The International Classification of Diseases – 10th Revision, Clinical Modification and Procedural Coding Systems (ICD-10-CM/PCS) will be implemented on Oct. 1, 2015. This new implementation date was initiated by a bill passed by the Senate on March 31, 2014.
H.R. 4302, Protecting Access to Medicare Act of 2014, is also called the “doc fix bill” related to the Medicare sustainable growth rate (SGR). The Oct. 1, 2015, implementation date announced by the Center for Medicare/Medicaid (CMS) in a forthcoming interim rule is one year after the date the healthcare industry was preparing to implement the new code set for standardization across the United States.
ICD-10 is an international classification system. The United States is the only civilized country not using this classification, making comparisons to the global healthcare community consistently difficult.
New Implementation Date
How will this new implementation date affect workers’ compensation and auto casualty industry to include payers and providers?
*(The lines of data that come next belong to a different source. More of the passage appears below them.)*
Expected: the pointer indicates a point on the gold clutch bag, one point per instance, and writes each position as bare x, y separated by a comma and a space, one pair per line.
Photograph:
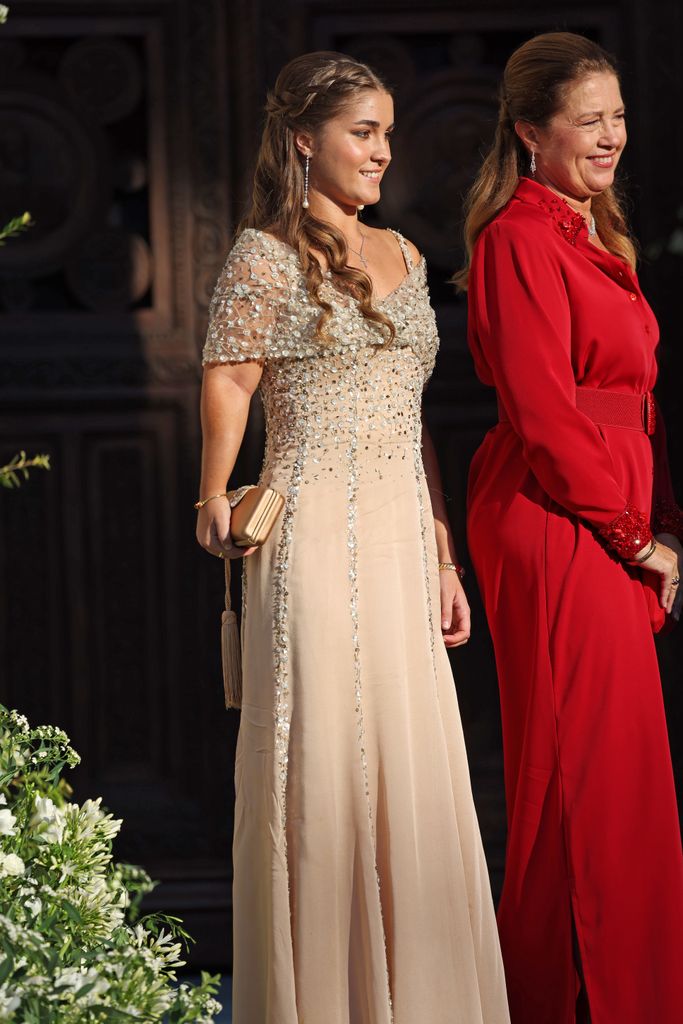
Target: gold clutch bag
253, 513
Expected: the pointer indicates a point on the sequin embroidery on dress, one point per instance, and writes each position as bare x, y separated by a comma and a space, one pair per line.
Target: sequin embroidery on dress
342, 413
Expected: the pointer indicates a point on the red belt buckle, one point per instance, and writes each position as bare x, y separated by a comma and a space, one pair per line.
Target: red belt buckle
649, 414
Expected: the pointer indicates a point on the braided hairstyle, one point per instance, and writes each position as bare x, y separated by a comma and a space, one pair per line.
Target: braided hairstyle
309, 91
536, 81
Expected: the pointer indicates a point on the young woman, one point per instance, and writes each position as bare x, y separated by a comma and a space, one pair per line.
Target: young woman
360, 888
565, 496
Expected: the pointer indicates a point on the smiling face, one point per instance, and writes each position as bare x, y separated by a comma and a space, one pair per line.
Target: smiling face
577, 154
350, 153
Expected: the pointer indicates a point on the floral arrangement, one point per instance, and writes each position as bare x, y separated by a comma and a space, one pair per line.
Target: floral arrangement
73, 946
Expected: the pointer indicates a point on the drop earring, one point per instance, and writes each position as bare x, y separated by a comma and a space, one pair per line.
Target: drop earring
305, 203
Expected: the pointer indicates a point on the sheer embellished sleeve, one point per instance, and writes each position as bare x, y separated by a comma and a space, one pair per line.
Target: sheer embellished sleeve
248, 303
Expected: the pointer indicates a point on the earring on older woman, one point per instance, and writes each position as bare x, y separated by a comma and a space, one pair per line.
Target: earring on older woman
305, 203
There are many commonalities between these two industries in using ICD-10, as both are non-covered entities under the Health Insurance Portability and Accountability Act (HIPAA). HIPAA is the law that required among other standardizations, the use of ICD-10 in the United States. Non-covered entities were not required to use HIPAA standards like ICD-10 but have been voluntarily, and in some cases by state legislation, making the transitions. After all, the providers are “covered” entities under HIPAA and it would have been inconsistent to require two classification systems to be used.
The intent is to use updated language to communicate information about the patient to achieve greater quality of care. Regardless of the payment system, the patient’s care should be documented consistently.
Workers’ compensation and auto casualty were ready to implement ICD-10 by Oct. 1, 2014, just like covered entities. The dependencies on how bills would be presented for payment was always at question even before the delay, because many of the providers in workers’ compensation and auto casualty were not exposed to the communications from CMS as were the providers in health.
The initial expectations by workers’ compensation and auto casualty covered every possibility including:
- ICD-10 codes being submitted before the effective date of Oct. 1, 2014;
- ICD-9 codes being submitted well after Oct. 1, 2014;
- Mixed codes (ICD-9 and 10 on the same bill) in auto casualty.
In addition to the above scenarios, now we will need to consider that a larger quantity of providers may submit ICD-10 on Oct. 1, 2014, and not know about the delayed implementation until 2015. Fortunately most vendors, contractors and payment systems have been programmed to make changes to the effective dates due to the past delays.
There are many commonalities between workers’ comp and auto casualty as non-covered entities but there are also specific areas that each of these industries needs to consider for the delay.
Few states have provided guidance in the use of ICD-10 to auto casualty payers. When in doubt, or without guidance, the auto casualty industry usually defaults to the federal standards for payment in first party. In states where the Medicare fee schedule (i.e., Pennsylvania, Florida) is adopted for payments in no-fault (NF)/personal injury protection (PIP), it would be imperative for the auto casualty payer to be ready with ICD-10 in order to use the inpatient fee schedules (Diagnostic Related Groups – DRGs). Due to the fact that CMS needs to change their plan, auto casualty will utilize ICD-9 as published by CMS until the effective date of ICD-10.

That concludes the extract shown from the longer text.